ジャール氏は、世界で最も有名な映画音楽家の一人です。これまでに主にデヴィッド・リーン、ジョン・ヒューストン、ピーター・ウィアー等の作品の音楽を担当してきました。会見では、ジャール氏が名作『アラビアのロレンス』の音楽を作るまで、その誕生秘話を時間が許す限り語ってくれました。ジャール氏は、プロデューサーのサム・スピーゲル氏にロンドンに呼び出されて作曲を依頼されました。40時間におよぶ映像をずっと見せられ、たったの6週間で音楽を作るように頼まれたジャール氏は、5時間働いたら20分だけ寝て、また5時間働いたら20分寝るというスケジュールを6週間も続けたそうです。寝るのが大好きというジャール氏、そのときばかりは頭の中がぐるんぐるんになっていたといいますが、映画史上最高の映画音楽は、こうして誕生しました。

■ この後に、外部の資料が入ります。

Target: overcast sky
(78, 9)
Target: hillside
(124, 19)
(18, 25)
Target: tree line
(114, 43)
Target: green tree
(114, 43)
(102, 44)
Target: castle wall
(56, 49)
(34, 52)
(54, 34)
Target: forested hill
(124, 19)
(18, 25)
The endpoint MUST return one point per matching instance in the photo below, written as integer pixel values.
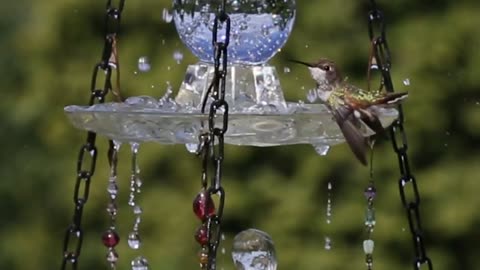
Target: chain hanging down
(72, 244)
(370, 194)
(211, 149)
(407, 182)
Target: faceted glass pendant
(202, 235)
(203, 205)
(134, 240)
(110, 238)
(254, 250)
(370, 192)
(370, 217)
(140, 263)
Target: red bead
(203, 205)
(110, 238)
(202, 235)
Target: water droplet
(192, 147)
(328, 243)
(137, 210)
(312, 95)
(134, 240)
(143, 64)
(265, 30)
(236, 5)
(134, 146)
(178, 56)
(166, 16)
(112, 256)
(140, 263)
(321, 149)
(254, 250)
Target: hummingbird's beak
(300, 62)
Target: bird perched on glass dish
(349, 104)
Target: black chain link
(398, 135)
(72, 244)
(212, 142)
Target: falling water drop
(329, 203)
(312, 95)
(254, 250)
(321, 149)
(192, 147)
(144, 64)
(167, 17)
(236, 5)
(178, 56)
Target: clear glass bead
(134, 240)
(140, 263)
(112, 256)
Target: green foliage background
(47, 52)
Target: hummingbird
(350, 105)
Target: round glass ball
(259, 28)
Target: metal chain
(212, 142)
(407, 182)
(72, 244)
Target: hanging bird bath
(259, 115)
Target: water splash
(321, 149)
(254, 250)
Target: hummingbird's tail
(391, 99)
(349, 125)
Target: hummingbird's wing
(349, 126)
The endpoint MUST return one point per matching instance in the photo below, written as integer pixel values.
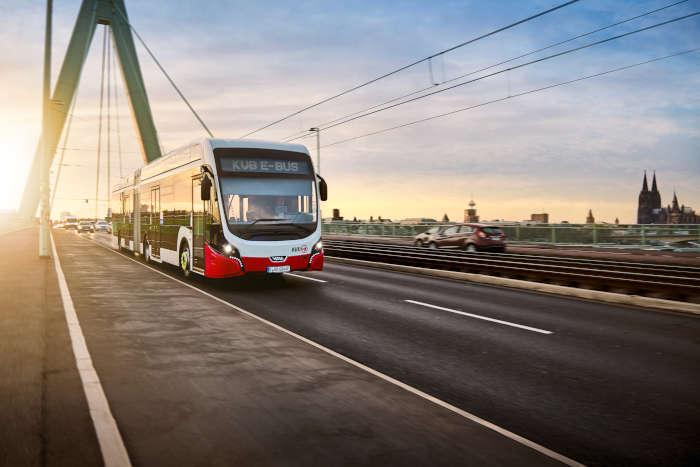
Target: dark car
(423, 239)
(86, 226)
(469, 237)
(102, 226)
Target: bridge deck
(190, 380)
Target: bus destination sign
(264, 166)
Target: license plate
(278, 269)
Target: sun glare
(16, 154)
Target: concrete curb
(608, 297)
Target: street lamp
(318, 148)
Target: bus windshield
(271, 206)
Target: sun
(16, 154)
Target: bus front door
(199, 224)
(156, 220)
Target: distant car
(468, 237)
(70, 223)
(86, 226)
(102, 226)
(423, 239)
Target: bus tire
(184, 260)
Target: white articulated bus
(224, 208)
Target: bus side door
(156, 219)
(199, 223)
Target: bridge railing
(563, 234)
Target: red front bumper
(217, 265)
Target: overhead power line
(412, 64)
(513, 96)
(305, 133)
(515, 67)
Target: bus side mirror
(322, 188)
(206, 188)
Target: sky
(244, 64)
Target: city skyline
(564, 151)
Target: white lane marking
(305, 277)
(485, 318)
(469, 416)
(111, 443)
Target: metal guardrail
(669, 281)
(551, 234)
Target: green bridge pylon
(93, 12)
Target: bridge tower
(93, 12)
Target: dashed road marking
(446, 405)
(305, 277)
(485, 318)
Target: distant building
(590, 219)
(470, 214)
(649, 210)
(542, 217)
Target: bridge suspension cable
(116, 108)
(513, 96)
(410, 65)
(99, 126)
(515, 67)
(165, 73)
(322, 126)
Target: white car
(102, 226)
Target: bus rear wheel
(185, 260)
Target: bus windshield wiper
(264, 220)
(300, 227)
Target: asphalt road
(604, 385)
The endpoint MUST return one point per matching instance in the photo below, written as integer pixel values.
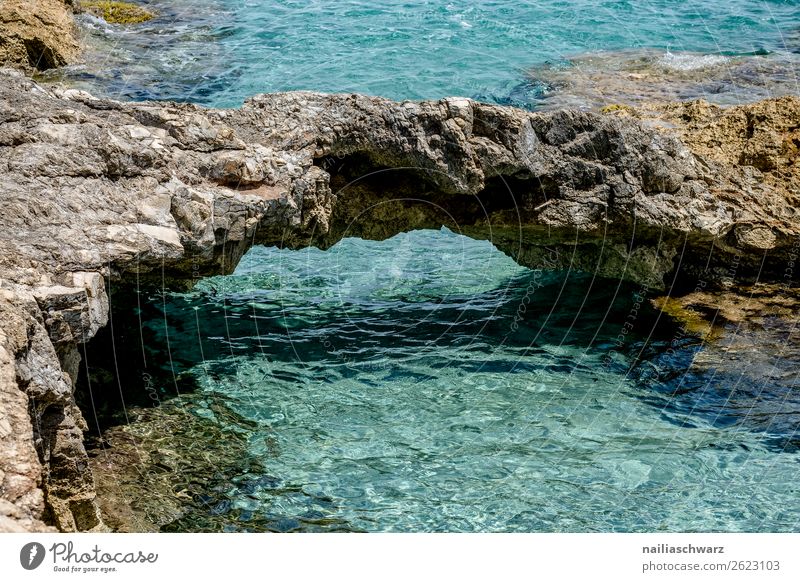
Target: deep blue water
(218, 52)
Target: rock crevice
(96, 191)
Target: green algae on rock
(116, 12)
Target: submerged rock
(97, 191)
(37, 35)
(116, 12)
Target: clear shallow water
(219, 52)
(385, 387)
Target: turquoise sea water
(427, 383)
(218, 52)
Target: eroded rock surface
(37, 35)
(95, 191)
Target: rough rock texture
(37, 34)
(764, 135)
(95, 191)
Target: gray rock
(95, 191)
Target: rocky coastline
(98, 192)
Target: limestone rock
(98, 194)
(37, 34)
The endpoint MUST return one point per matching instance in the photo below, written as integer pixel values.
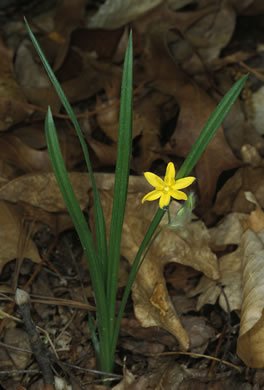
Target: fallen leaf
(41, 190)
(22, 156)
(251, 337)
(196, 106)
(10, 219)
(12, 108)
(189, 246)
(231, 196)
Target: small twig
(16, 372)
(38, 348)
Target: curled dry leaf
(10, 218)
(41, 190)
(250, 347)
(22, 156)
(229, 232)
(231, 197)
(170, 79)
(12, 109)
(190, 247)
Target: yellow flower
(167, 188)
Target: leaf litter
(197, 285)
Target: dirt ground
(194, 319)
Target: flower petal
(153, 195)
(170, 174)
(183, 183)
(178, 195)
(154, 180)
(164, 200)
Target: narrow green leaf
(211, 127)
(99, 216)
(84, 234)
(121, 180)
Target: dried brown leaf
(41, 190)
(250, 346)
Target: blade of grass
(211, 127)
(99, 216)
(85, 236)
(198, 148)
(121, 181)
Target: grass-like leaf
(121, 180)
(99, 216)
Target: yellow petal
(154, 180)
(170, 174)
(153, 195)
(164, 200)
(183, 183)
(179, 195)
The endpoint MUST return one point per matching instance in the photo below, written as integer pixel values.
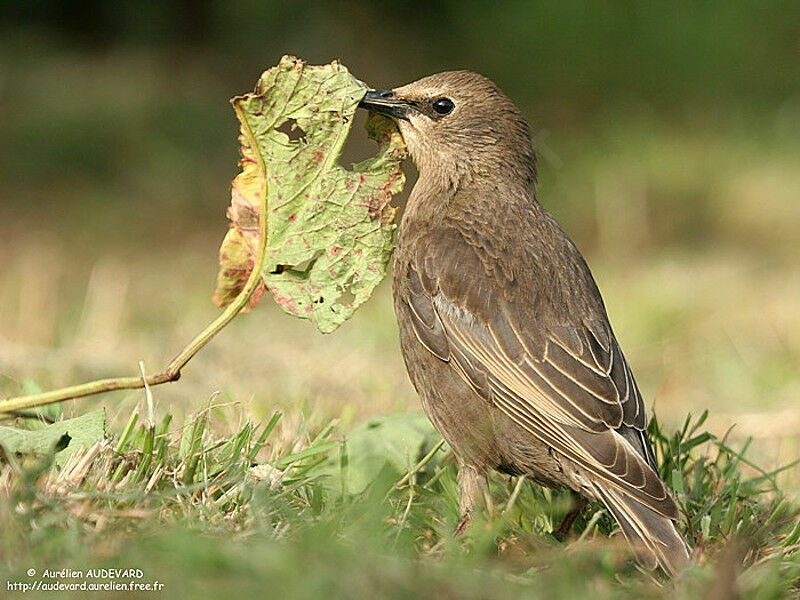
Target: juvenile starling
(502, 327)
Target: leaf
(397, 440)
(63, 437)
(329, 230)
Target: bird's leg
(578, 504)
(474, 489)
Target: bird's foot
(568, 521)
(462, 525)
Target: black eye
(443, 106)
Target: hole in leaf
(347, 298)
(62, 442)
(300, 270)
(292, 130)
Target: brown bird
(503, 330)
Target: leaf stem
(172, 371)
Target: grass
(266, 510)
(112, 213)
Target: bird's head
(458, 126)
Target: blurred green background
(669, 144)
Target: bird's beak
(386, 103)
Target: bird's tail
(655, 538)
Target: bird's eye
(443, 106)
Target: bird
(502, 327)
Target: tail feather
(654, 538)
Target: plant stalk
(172, 371)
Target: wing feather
(574, 392)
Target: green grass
(112, 213)
(298, 511)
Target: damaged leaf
(329, 230)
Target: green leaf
(330, 230)
(63, 437)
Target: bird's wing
(567, 385)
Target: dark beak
(385, 103)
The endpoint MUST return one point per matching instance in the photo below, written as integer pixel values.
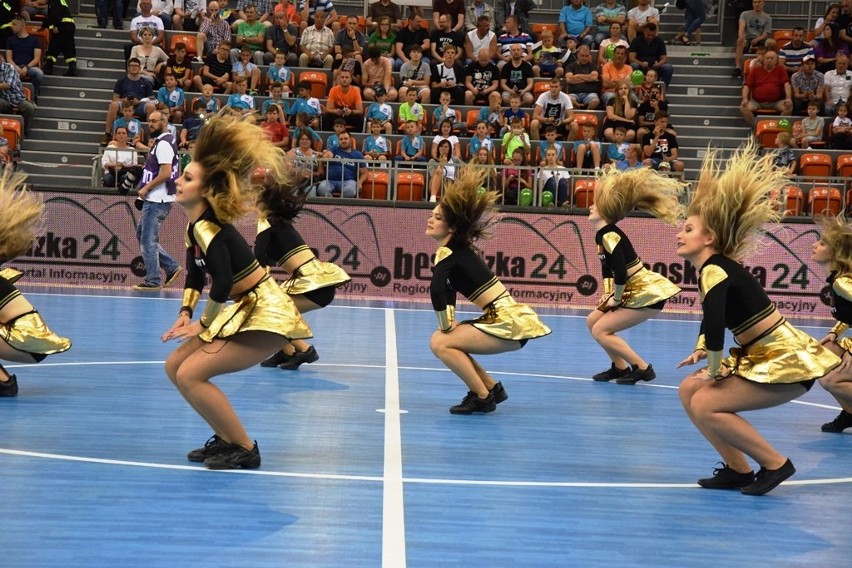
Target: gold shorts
(507, 319)
(30, 334)
(314, 275)
(646, 288)
(785, 355)
(263, 308)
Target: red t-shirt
(767, 86)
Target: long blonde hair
(20, 216)
(837, 236)
(734, 203)
(229, 150)
(618, 193)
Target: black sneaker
(10, 387)
(275, 360)
(726, 478)
(235, 457)
(768, 479)
(612, 373)
(839, 424)
(499, 393)
(636, 374)
(212, 447)
(309, 355)
(472, 403)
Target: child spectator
(555, 178)
(276, 97)
(412, 111)
(376, 146)
(333, 140)
(446, 133)
(244, 67)
(588, 150)
(273, 127)
(278, 73)
(618, 148)
(307, 104)
(514, 111)
(515, 178)
(480, 139)
(180, 65)
(171, 96)
(192, 124)
(240, 99)
(785, 158)
(515, 138)
(444, 112)
(547, 57)
(492, 115)
(412, 145)
(380, 110)
(812, 127)
(841, 129)
(550, 133)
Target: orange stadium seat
(825, 201)
(409, 186)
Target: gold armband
(211, 310)
(839, 329)
(446, 317)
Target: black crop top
(731, 298)
(458, 269)
(219, 250)
(616, 253)
(277, 243)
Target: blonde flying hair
(468, 210)
(734, 202)
(618, 193)
(837, 236)
(229, 150)
(20, 216)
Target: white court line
(393, 509)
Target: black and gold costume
(28, 332)
(314, 279)
(459, 269)
(219, 250)
(841, 307)
(645, 289)
(731, 298)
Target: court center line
(393, 509)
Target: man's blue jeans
(148, 232)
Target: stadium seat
(825, 201)
(584, 193)
(813, 166)
(375, 185)
(409, 186)
(318, 81)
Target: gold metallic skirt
(507, 319)
(646, 288)
(314, 275)
(784, 355)
(29, 333)
(263, 308)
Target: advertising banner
(543, 258)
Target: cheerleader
(24, 337)
(215, 189)
(774, 362)
(834, 252)
(628, 284)
(312, 283)
(464, 216)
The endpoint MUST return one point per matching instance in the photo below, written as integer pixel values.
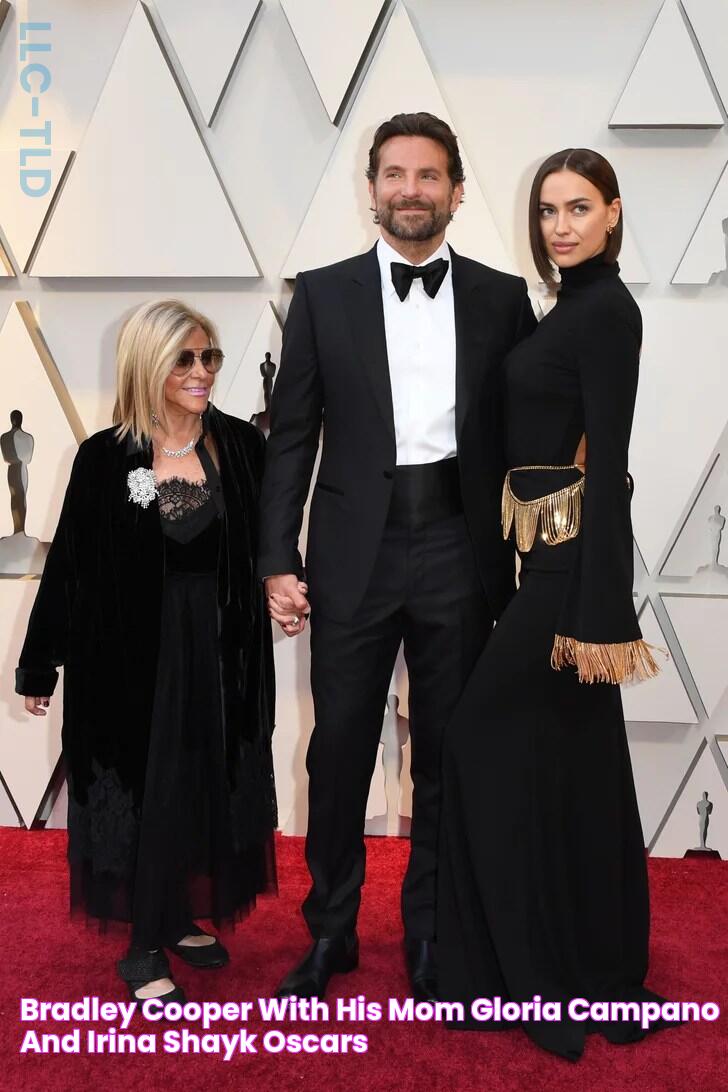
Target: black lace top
(190, 514)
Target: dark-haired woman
(542, 885)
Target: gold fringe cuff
(606, 663)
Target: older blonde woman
(150, 602)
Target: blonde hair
(147, 347)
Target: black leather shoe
(326, 956)
(204, 957)
(421, 970)
(140, 968)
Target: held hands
(36, 705)
(287, 603)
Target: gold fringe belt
(559, 513)
(606, 663)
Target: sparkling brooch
(142, 486)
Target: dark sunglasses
(211, 359)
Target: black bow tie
(432, 276)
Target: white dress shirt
(420, 347)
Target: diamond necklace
(180, 451)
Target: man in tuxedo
(397, 352)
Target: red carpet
(49, 958)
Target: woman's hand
(36, 705)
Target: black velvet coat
(97, 610)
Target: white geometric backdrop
(212, 151)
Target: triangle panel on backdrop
(709, 22)
(131, 204)
(243, 395)
(701, 625)
(338, 222)
(6, 264)
(668, 87)
(30, 747)
(22, 216)
(317, 25)
(682, 830)
(708, 246)
(631, 263)
(207, 39)
(661, 699)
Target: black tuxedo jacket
(334, 372)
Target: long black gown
(193, 849)
(542, 883)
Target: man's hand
(287, 603)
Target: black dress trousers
(425, 591)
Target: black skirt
(194, 849)
(542, 880)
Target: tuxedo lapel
(469, 337)
(366, 315)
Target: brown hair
(597, 170)
(418, 125)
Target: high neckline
(574, 277)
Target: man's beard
(420, 228)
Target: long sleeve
(598, 629)
(296, 415)
(46, 640)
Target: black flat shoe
(327, 956)
(139, 968)
(204, 957)
(420, 961)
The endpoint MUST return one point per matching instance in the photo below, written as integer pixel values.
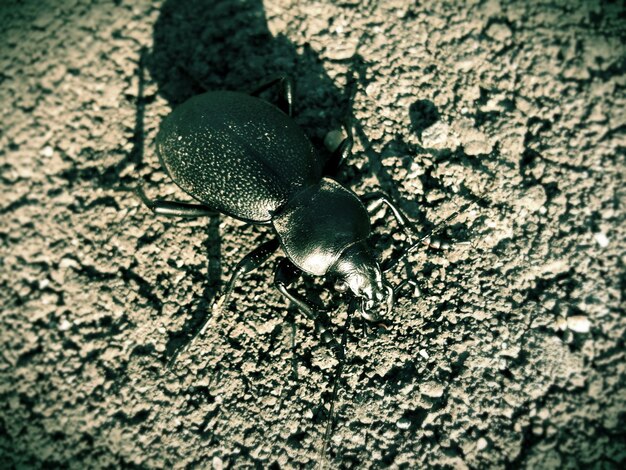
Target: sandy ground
(511, 355)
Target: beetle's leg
(174, 208)
(286, 274)
(249, 263)
(340, 153)
(285, 92)
(374, 200)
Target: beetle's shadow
(224, 45)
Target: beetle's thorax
(357, 270)
(319, 223)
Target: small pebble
(403, 423)
(579, 324)
(601, 239)
(481, 444)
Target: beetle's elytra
(239, 155)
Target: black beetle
(242, 156)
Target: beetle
(240, 155)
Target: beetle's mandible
(239, 155)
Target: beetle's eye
(341, 286)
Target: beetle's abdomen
(237, 154)
(319, 223)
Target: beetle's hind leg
(250, 262)
(286, 274)
(285, 92)
(174, 208)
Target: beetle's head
(357, 270)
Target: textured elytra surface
(319, 223)
(237, 154)
(511, 356)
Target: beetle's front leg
(286, 274)
(174, 208)
(374, 200)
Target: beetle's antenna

ジャール氏は『アラビアのロレンス』の他、『ドクトル・ジバゴ』、『インドへの道』の音楽を作曲。デヴィッド・リーン監督が手がけたこの3作で計3回のアカデミー賞に輝きました。最後にジャール氏は「とても口うるさい人で何度も書き直しを要求されましたが、彼がいるから今私はこうしてここにいるのです。私は彼と仕事ができてとても幸運でした。ありがとうデヴィッド」と、巨匠への感謝の言葉で締めくくりました。
『アラビアのロレンス』完全版ニュー・プリントバージョンの大阪ヨーロッパ映画祭記念上映は、11月21日(金)15:00よりリサイタルホールにて行われます。また、同日11:00から同じくリサイタルホールにて『モーリス・ジャールの軌道』が上映されます。